I think it is because of the global emphasis on climate change, run up in the prices of petroleum. All these are pushing us to non-food crop sources of carbon material for the production of fuel.

I should say we anticipated the direction but not the speed at which we would reach there.

How are you utilising your strengths in chemistry to produce biofuels?

We have focussed our attention on fermentation based processing of sugar from cellulose to ethanol or higher alcohol products. I would say the important thing is that we were able to combine market insight with foresight. Of course with the technology we have and what we can develop we will get to the intersection in the future before our competitors can get there.

Why do you use fermentation technology?

If you take fermentation based processing along with non-grain based sources of carbon then there is a good potential to produce very large volumes of biofuel. Vegetable based oil has certain limitations. There will ultimately be a volume constraint.

How close are you to converting cellulose to ethanol?

We can convert cellulose material to ethanol today. The question is the economic challenge of doing this at the same cost as grain based ethanol. Our goal is to achieve a firm authority by 2010 in the research laboratory. If we pilot it we should be able to commercialise in reasonable quantities by 2012.

What is the total number of patents filed so far by Dupont?

At the end of 2007, DuPont had over 20,000 patents in force globally with over 6,000 of these in the U.S. DuPont filed nearly 2,000 patent applications in the U.S. in 2007. This number has been increasing by about 6 per cent per year over the last several years.

Do you take every patent filed to the final product stage?

No, patents have other strategic purposes including, for example, broad protection of a technology space.

What do you do with those that the company is not interested in taking forward?

We typically license rather than sell our intellectual property. Licensing is an option we consider and actively pursue in some cases. We average 10 to 30 patent licenses annually.

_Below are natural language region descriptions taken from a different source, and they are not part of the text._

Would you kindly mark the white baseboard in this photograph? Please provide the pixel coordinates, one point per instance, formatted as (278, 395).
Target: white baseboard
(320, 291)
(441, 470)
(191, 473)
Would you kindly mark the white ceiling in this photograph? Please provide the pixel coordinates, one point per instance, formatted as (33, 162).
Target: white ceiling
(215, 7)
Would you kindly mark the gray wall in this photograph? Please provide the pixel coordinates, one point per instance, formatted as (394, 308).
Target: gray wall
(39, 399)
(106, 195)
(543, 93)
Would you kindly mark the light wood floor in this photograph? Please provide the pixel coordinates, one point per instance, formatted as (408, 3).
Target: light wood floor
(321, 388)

How do you see this as a business model — filing patents and then licensing them to third parties?

We do not view patent licensing as a business model, but rather as a value capture strategy from our R&D effort in those instances where we have intellectual property that is no longer aligned with our businessstrategies.

What is the ballpark figure on the revenue generated by adopting this strategy?

Licensing income reported in our Securities and Exchange Commission (SEC)Form 10K Annual Report for 2007 was $125 million.